Tam aksine, bu algıya sebep olan şey Türkiye hükümetinin yaptıklarıydı. Örneğin, Twitter’ın engellenmesi büyük bir halkla ilişkiler rezaletiydi; ülke içinden de ciddi itirazlar yükseldi. Türkiye halkının da canının çok sıkıldığını gördük. Bence bu büyük bir hataydı ve Türkiye’deki basın/ifade özgürlüğüyle ilgili bu büyük sorunların altını daha da kalın bir biçimde çizmiş oldu.

Davutoğlu neden böyle bir şey söylesin o zaman?

Çünkü genelde elçiye saldırmak, elçinin getirdiği mesaja karşılık vermekten daha kolay olur. Genel olarak, bizlerin bir niyeti veya gizli gündemi olduğunu iddia etmek, dile getirdiğimiz konulara cevap vermekten daha kolay. Keşke yaptığımızı farklı şekillerde küçümsemeye çalışmak yerine, gazetecilerin kovulması, Gezi protestolarıyla ilgili yayınlara müdahele ve internet sansürü gibi konular hakkında cevap verebilseler. Biz sadece medya özgürlüğünü etkileyen nedenlere bakıyoruz. Ve ne yazık ki, Türkiye kötüleşen ülkeler arasında ön sıralarda yer alıyor.

Fonlarınızın çoğunu ABD hükümetinden alıyorsunuz. Washington’la iyi ilişkileri olmayan ülkeleri cezalandırmak gibi bir misyonunuz mu var?

Bildiğimiz kadarıyla ABD ve Türkiye iki müttefik ülke. ABD, Türkiye’yle iyi geçiniyor. Yani ‘Freedom House ABD’nin hedeflerini vuruyor’ gibi bir iddianın geçerliliği yok. Fon ve kaynak bulmaya gelince… Programlarımız sadece ABD değil, diğer hükümetlerce de karşılanıyor. Medya özgürlüğü programını ben yönetiyorum ve biz bu rapor için Amerikan hükümetinden hiçbir yardım kabul etmiyoruz. 6-7 farklı kurumdan fon alıyoruz. Washington’ın hiçbir şekilde etkisi bulunmadığını, raporların tümüyle bağımsız biçimde hazırlandığını söyleyebilirim.

Bu 6-7 kurum nerede?

Sivil toplum kuruluşları. Biri Hollanda’dai bir diğeri Danimarka’da. ABD ve Avrupa kurumları karışık yani.

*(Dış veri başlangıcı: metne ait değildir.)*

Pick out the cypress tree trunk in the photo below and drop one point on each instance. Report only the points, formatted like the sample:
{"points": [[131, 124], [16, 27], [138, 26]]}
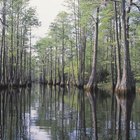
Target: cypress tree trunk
{"points": [[127, 82], [118, 56], [92, 80]]}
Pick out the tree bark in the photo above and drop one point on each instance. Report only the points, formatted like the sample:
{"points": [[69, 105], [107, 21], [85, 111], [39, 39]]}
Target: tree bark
{"points": [[92, 83], [127, 82]]}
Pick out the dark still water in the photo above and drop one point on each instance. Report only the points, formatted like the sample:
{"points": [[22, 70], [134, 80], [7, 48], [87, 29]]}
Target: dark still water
{"points": [[49, 113]]}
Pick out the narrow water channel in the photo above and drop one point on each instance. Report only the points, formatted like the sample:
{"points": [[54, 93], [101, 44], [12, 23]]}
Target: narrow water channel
{"points": [[53, 113]]}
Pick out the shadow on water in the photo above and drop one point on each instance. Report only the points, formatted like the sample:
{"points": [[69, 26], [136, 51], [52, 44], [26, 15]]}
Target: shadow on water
{"points": [[124, 109], [53, 113], [13, 107]]}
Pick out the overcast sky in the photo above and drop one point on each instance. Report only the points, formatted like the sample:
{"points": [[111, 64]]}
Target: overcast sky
{"points": [[47, 11]]}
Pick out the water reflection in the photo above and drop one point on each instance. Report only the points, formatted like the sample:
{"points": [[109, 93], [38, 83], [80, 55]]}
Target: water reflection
{"points": [[124, 109], [92, 100], [53, 113]]}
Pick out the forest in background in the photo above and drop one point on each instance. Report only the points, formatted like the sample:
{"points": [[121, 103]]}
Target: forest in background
{"points": [[93, 42]]}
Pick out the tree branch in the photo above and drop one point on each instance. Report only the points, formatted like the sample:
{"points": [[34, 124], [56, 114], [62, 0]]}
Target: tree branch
{"points": [[134, 4]]}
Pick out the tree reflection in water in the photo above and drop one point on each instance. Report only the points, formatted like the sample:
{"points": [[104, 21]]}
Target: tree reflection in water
{"points": [[124, 109], [54, 113], [92, 100], [13, 107]]}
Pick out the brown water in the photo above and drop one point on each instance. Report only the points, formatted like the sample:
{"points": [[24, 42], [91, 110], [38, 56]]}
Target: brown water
{"points": [[49, 113]]}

Türkiye-ABD ilişkilerindeki sorunlar geçen yıl arttı. Türkiye’nin bu nedenle cezalandırıldığını söyleyenler var.

Evet ilişkilerin son bir yılda daha kötü olduğu söylenebilir ama Türkiye hâlâ müttefik olarak kabul ediliyor. Bu açıdan sözgelimi Rusya’yla alakası yok yani. Türkiye, ABD için önemli ve kuvvetli bir müttefik. Tabii ki Amerikan hükümetinin adına konuşamam ama Türkiye’ye saldırmak ve ilişkilere zarar vermek yönünde büyük bir plan olduğunu sanmıyorum. Ve bu raporu kesinlikle etkilemediklerini söyleyebilirim.

ABD’yle dost olmayan ama iyi not alan ülke var mı?

Söylediğim gibi, bizim notlarımız ABD’yle ilişkilere göre değişmiyor. Bu notlar medya özgürlüğüne göre değişiyor. Medya üzerindeki sınırlamalara bakıyoruz. Örneğin birkaç yıl önce, Amerikan askerlerinin Iraklı gazetecilere yaptıpı saldırıları konu edinmiştik. ABD’yi veya askerlerini eleştirmek konusunda en ufak sıkıntı yaşamadık.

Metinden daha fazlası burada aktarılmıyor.